Growing up near Washington, D.C., Parilla began his love affair with flying when he visited the Smithsonian National Air and Space Museum as a child. He then enrolled in a high school aviation class. During his senior year at Northwestern, where he majored in psychology and participated in the Naval ROTC program, Parilla applied to the Naval aviation program. Within six months he was training in Pensacola, Fla. — the start of a whirlwind journey around the globe.

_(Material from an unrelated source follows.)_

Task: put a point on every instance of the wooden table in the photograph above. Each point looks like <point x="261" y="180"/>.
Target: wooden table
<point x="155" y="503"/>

After learning to handle the four-engine, turbo-propelled P-3 jet aircraft, he was certified as an instrument-rated pilot and in 2000 he was sent to support U.S. land troops and peacekeepers in Bosnia and Kosovo. It was his first mission into a hostile environment. His objectives included relaying communication between ground troops and identifying enemy formations with “near real-time photo intelligence.”

After proving his mettle in Kosovo, Parilla was sent on classified assignments in Afghanistan in 2002 and in Iraq last April and May. As in previous missions, he was responsible for surveillance and communication duties. Once a target was spotted, the P-3, which can hold up to 16 missiles on board, could also be summoned to take out the threat.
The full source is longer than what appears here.